Objetivos da Rede de Proteção
A nova rede tem como principal objetivo promover ações coordenadas que garantam o acesso aos direitos dos idosos, fundamentadas em princípios como equidade, não discriminação e respeito à diversidade nas diferentes fases do envelhecimento.
Adesão e responsabilidades
A adesão à rede é voluntária, e cada instituição que participar arcará com os custos associados à sua inclusão. Essa flexibilidade permite que uma variedade de entidades se comprometam com a causa, desde órgãos governamentais até organizações da sociedade civil.
Atribuições da Rede
Dentre as atribuições da Rede de Proteção, destacam-se a promoção do federalismo cooperativo, o incentivo à elaboração de diagnósticos sobre o envelhecimento da população e o fortalecimento da participação social. Além disso, a rede oferecerá apoio a fóruns e entidades que trabalham na defesa dos direitos dos idosos.
Coordenação e colaboração
A coordenação da iniciativa será responsabilidade da Secretaria Nacional dos Direitos da Pessoa Idosa, em colaboração com o Conselho Nacional dos Direitos da Pessoa Idosa. Essa parceria busca garantir que as ações sejam efetivas e alinhadas às necessidades da população idosa.

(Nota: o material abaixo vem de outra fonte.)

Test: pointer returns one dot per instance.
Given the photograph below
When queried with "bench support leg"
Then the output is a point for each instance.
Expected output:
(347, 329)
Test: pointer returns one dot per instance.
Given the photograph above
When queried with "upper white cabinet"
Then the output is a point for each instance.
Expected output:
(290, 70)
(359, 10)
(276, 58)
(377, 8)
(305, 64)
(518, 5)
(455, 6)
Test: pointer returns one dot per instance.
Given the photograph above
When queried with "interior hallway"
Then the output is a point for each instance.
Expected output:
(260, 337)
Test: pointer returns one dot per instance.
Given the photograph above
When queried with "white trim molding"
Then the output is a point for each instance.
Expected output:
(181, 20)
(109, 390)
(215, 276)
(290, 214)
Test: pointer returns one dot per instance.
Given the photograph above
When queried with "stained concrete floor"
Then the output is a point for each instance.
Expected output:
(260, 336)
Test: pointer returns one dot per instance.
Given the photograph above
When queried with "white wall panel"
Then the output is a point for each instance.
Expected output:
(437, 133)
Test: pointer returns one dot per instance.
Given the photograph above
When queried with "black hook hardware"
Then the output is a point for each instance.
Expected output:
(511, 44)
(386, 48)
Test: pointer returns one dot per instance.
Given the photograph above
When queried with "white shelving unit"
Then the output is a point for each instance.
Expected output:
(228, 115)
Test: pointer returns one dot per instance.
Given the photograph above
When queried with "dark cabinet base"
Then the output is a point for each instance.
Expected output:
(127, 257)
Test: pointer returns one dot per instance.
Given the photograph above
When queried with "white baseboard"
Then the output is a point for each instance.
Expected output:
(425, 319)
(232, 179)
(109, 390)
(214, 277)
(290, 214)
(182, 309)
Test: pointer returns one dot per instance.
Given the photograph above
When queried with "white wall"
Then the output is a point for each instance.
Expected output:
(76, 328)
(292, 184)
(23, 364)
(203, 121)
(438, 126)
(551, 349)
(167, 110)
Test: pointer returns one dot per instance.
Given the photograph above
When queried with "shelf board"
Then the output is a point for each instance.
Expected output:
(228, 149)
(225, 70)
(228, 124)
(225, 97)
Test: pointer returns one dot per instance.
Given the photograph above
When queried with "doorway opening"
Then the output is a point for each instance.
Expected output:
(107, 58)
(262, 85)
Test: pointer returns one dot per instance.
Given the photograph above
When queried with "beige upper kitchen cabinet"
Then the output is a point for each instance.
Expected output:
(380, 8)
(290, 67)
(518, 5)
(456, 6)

Monitoramento e planos de ação
A portaria que institui a rede também determina que os participantes compartilhem informações, monitorem políticas públicas e apresentem planos de ação que estejam em conformidade com as diretrizes estabelecidas. A expectativa é que essa colaboração resulte em melhorias significativas na qualidade de vida dos idosos no Brasil.